Berlin, ville de la liberté ? Foutaises. Avant même le début d’un événement de solidarité avec la Palestine, la police a pris d’assaut les lieux, mettant la pression sur les organisateurs et les propriétaires pour tenter d’empêcher la rencontre. Le journal Junge Welt, qui accueillait l’événement, a dénoncé une situation inédite en 17 ans d’existence.

DiEM25, co-organisateur, parle de « tactiques mafieuses », tandis que la police a confirmé avoir infiltré la foule pour surveiller et potentiellement réprimer les discussions. L’objectif ? Faire taire toute critique du rôle de l’Allemagne dans la guerre à Gaza.
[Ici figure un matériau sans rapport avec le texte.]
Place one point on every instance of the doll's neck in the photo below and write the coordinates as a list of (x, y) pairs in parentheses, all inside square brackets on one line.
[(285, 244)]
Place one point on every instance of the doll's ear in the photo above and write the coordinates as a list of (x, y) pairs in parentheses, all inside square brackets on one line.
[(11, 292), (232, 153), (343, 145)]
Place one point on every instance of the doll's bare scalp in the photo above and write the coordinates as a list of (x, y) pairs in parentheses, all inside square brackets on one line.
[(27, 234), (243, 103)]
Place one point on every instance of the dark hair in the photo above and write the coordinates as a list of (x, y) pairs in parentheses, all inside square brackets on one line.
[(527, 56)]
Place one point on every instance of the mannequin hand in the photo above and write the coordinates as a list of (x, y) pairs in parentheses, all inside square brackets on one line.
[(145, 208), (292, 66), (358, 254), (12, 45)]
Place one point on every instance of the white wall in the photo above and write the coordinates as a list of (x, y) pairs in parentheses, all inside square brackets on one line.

L’intervenante principale, Francesca Albanese, rapporteure de l’ONU sur les territoires palestiniens, n’a pas échappé à la répression : les flics ont vérifié s’ils pouvaient l’arrêter. Rien que ça. Pendant ce temps, les organisateurs ont dû couper un extrait de 30 secondes d’un documentaire sur la complicité allemande dans le génocide en cours. Censure d’État, directe et brutale.

Ce n’est pas un cas isolé : la police anti-émeute était en alerte, prête à intervenir à tout moment, comme lors du Congrès palestinien de 2024, lui aussi victime d’une répression massive. Cette fois encore, les autorités menacent d’annuler l’événement si les organisateurs ne se plient pas aux exigences de censure.

Surveiller, censurer, menacer : la politique officielle pour qu’aucune voix dissonante ne se fasse entendre, tel est le vrai visage des « démocraties » occidentales!